Ecoutez le Dr Christophe Piat, chirurgien-orthopédiste au CHU Henri Mondor à Créteil (94) : « Ce biofilm a pour but d’empêcher les bactéries d’adhérer à la prothèse et de créer l’infection. »



Un enjeu scientifique a peut-être aussi pesé dans la balance. Les médecins ont peut-être, eux aussi, chercher à être les 1ers à implanter ces prothèses avec un revêtement antibactérien. Selon les dires de Daniel Blanquaert, le PDG de Ceraver, « le professeur Lortat-Jacob, qui travaille à l'hôpital Ambroisé-Paré de Boulogne depuis des années sur ces questions, partait en retraite » et lui aurait demandé « d'être le premier à poser ce revêtement ». Une version des faits contestée par les médecins.

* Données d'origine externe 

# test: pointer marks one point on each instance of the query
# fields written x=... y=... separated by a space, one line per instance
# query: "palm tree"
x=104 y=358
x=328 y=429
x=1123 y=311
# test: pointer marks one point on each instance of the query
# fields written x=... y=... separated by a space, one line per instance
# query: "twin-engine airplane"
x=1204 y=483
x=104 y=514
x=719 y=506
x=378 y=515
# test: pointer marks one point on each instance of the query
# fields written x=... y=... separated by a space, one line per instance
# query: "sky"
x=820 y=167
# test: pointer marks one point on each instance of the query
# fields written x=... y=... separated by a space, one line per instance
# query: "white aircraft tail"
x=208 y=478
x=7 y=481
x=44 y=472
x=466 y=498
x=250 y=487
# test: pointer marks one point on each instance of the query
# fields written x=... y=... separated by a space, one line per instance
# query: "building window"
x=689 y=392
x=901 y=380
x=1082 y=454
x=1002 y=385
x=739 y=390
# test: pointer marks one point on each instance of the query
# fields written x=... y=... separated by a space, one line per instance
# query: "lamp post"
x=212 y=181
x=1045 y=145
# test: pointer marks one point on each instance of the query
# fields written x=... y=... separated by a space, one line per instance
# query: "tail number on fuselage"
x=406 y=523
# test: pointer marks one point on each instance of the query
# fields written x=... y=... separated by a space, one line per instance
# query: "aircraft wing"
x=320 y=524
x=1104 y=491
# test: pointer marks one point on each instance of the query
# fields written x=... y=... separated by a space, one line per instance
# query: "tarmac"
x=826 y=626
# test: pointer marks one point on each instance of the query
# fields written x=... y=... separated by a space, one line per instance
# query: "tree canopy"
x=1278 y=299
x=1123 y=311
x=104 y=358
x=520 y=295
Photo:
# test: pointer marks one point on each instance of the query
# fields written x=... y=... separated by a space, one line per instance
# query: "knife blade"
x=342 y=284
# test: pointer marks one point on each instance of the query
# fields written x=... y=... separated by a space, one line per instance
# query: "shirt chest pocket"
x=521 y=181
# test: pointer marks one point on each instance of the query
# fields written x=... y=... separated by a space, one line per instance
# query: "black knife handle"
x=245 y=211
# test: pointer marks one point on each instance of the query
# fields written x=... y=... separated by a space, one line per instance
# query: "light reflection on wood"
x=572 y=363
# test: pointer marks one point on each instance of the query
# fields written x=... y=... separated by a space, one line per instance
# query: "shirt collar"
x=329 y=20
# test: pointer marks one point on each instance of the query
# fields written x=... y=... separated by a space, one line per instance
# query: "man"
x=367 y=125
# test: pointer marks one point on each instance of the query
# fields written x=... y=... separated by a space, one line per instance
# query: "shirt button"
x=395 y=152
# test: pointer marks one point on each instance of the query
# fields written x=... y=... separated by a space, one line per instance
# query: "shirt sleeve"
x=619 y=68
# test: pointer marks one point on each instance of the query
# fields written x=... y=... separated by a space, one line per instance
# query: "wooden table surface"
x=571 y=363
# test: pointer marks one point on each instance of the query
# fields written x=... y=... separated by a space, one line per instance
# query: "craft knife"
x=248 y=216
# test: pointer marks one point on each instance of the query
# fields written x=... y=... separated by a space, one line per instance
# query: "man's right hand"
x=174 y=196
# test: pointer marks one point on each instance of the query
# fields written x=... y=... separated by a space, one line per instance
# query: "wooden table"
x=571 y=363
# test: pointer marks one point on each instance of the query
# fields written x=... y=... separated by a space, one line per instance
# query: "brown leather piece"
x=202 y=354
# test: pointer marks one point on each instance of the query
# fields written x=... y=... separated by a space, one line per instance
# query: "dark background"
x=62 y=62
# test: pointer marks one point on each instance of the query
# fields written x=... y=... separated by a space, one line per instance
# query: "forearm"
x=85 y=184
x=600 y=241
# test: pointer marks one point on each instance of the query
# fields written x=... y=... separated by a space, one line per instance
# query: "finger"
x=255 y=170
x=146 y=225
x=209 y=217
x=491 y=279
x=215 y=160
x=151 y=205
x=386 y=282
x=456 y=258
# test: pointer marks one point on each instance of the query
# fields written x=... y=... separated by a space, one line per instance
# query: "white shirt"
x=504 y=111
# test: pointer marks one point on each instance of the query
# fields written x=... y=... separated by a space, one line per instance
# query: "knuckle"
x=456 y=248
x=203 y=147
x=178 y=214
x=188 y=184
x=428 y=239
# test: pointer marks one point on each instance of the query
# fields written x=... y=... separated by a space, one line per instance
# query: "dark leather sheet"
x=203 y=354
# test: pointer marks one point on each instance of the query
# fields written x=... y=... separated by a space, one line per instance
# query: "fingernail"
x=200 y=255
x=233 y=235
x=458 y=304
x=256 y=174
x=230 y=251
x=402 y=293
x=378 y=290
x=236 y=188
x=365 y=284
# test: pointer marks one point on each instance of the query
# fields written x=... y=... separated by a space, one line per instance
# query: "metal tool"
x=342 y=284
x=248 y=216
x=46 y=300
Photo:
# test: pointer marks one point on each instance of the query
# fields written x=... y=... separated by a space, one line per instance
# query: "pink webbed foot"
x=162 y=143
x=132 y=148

L’entreprise a donc lancé son essai clinique sans autorisation, arguant notamment de la pression de ses concurrents. Le directeur-général adjoint de l’ANSM a précisé qu’une demande d'essai clinique avait été faite à posteriori et refusée par l’agence au vu de son protocole insatisfaisant. L’enquête demandée par la ministre de la Santé devrait éclaircir les responsabilités du fabricant, des chirurgiens et de leur hôpital. L’ensemble des dispositifs Ceraver non homologués ont été immédiatement retiré du marché et l’ANSM en a communiqué la liste détaillée pour que les chirurgiens orthopédistes puissent rappeler leurs 650 patients concernés, effectuer un contrôle clinique et radiologique et adapter leur suivi.

 

Mais en attendant, cette nouvelle affaire illustre la difficulté à règlementer sur les dispositifs médicaux sans entraver l’innovation. Impossible d’exiger qu’une prothèse de hanche ou un pace-maker démontre son efficacité dans une étude où la moitié des patients recevraient une prothèse placebo. A l’heure où les valves cardiaques sont quasiment faites sur mesure pour chaque patient, comment s’assurer que chacune d’entre elle soit dûment homologuée ? Experts et fabricants ne semblent visiblement pas sur la même longueur d’ondes que les autorités sanitaires. Une situation qui pourrait refroidir les patients souvent légitimement désireux de bénéficier des derniers progrès de la médecine mais pas forcément enclins à lui servir de cobayes.